What is the prescribed way to deal with errors that cause the ZStream to fail?

Thanks

Andycharalambous commented 1 week ago

I have logging in place and have determined that while the use of orElse DOES create a new "partitioned stream" just fine, flatMapPar never executes and no partition streams are created, one per partition, like it does the first time Consumer.partitionedStream is called.

erikvanoosten commented 1 week ago

You should try to prevent the commit timeouts, for example by checking your network, maybe tweaking some timeouts. I do not have experience with this situation so I cannot advice more on that. Perhaps the kafka-user mailinglist will be more helpful.

I see you're already using .commitOrRetry, though in the example no schedule is passed (so it would not compile).
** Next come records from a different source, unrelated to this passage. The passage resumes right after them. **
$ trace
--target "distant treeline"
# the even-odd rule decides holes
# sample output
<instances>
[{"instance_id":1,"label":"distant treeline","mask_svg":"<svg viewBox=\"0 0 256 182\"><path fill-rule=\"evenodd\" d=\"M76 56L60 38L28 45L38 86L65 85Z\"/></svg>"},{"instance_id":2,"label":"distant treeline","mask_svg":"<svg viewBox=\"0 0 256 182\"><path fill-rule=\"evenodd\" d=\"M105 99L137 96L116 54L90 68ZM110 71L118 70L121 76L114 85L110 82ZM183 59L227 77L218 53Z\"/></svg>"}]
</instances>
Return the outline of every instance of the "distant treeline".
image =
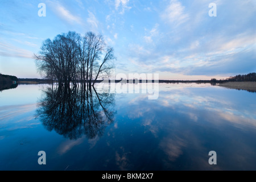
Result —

Here is what we usually do at my work: .commitOrRetry(Schedule.exponential(100.millis) && Schedule.upTo(4.minutes)), but you will have to verify if it makes sense for your environment.

Anyways, this works for restarting consuming:

val runKafkaConsumer =
  Consumer.make(consumerSettings).flatMap { consumer =>
    consumer   // <-- Note: all lower case
     .partitionedStream(...)
     ...
  }

ZIO
  .scoped(runKafkaConsumer)
  .retry(Schedule.exponential(100.millis) && Schedule.upTo(4.minutes))
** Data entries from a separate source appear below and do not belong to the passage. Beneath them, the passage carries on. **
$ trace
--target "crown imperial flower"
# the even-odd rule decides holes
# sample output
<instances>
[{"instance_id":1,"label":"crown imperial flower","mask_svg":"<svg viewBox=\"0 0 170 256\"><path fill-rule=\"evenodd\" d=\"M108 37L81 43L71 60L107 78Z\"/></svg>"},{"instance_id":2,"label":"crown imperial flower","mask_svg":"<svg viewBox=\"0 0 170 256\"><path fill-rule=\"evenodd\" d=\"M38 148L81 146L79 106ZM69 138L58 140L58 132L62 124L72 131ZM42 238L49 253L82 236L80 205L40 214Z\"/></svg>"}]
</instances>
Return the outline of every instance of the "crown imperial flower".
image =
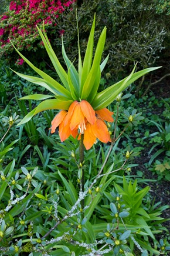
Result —
<instances>
[{"instance_id":1,"label":"crown imperial flower","mask_svg":"<svg viewBox=\"0 0 170 256\"><path fill-rule=\"evenodd\" d=\"M78 70L69 59L62 39L62 55L67 68L67 72L62 66L52 48L50 40L45 33L44 24L43 32L37 26L43 45L61 80L61 84L35 67L13 45L22 59L29 65L40 78L26 75L15 71L15 73L29 82L41 85L53 95L34 94L22 98L22 99L43 101L28 113L18 125L28 122L35 115L41 111L47 109L62 109L52 121L52 127L50 128L51 133L54 133L59 127L61 141L64 141L70 135L74 138L77 136L78 139L83 138L83 144L86 149L89 149L96 142L97 139L104 143L111 141L111 132L108 131L106 122L113 122L113 112L106 107L118 95L121 95L120 94L137 78L158 68L149 68L134 74L135 66L127 78L97 92L101 74L107 64L108 55L101 63L106 37L106 27L101 33L93 54L95 22L94 15L83 62L78 37ZM78 26L77 29L79 34ZM54 98L49 99L52 97Z\"/></svg>"},{"instance_id":2,"label":"crown imperial flower","mask_svg":"<svg viewBox=\"0 0 170 256\"><path fill-rule=\"evenodd\" d=\"M111 142L110 135L104 121L113 122L113 112L107 108L95 111L88 101L74 101L68 111L62 110L52 122L51 133L59 127L61 141L70 135L74 138L79 134L84 134L83 143L89 149L95 143L97 138L104 143Z\"/></svg>"}]
</instances>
It shuts down the entire consumer and starts a new one. This will lead to some duplicate processing since not all processed offsets might have been committed. Preventing commit timeout is important.

Andycharalambous commented 1 week ago

Thanks @erikvanoosten - i'll give the scoped Consumer a try - I dont seem to have much control over the commit timeouts - I've tried using commitOrRetry with a Schedule policy (I ommitted from my sample code for brevity - my intent was not for the code to compile - it was just to show the general pattern I was using) but it still ultimately times out. I don't think the exceptions being thrown are of the retriable variety. I'm using Azure Eventhub with kafka and the commit timeouts have only started happening with relative frequency recently, and not for all topics or clusters, so it's a bit of a crap shoot - not sure what else I can do except let it fail and restart - reprocessing the messages in our case is acceptable.

erikvanoosten commented 1 week ago

I'm using Azure Eventhub with kafka and the commit timeouts have only started happening with relative frequency recently, and not for all topics or clusters, so it's a bit of a crap shoot

Auch, that doesn't sound nice. Perhaps the Azure people can help.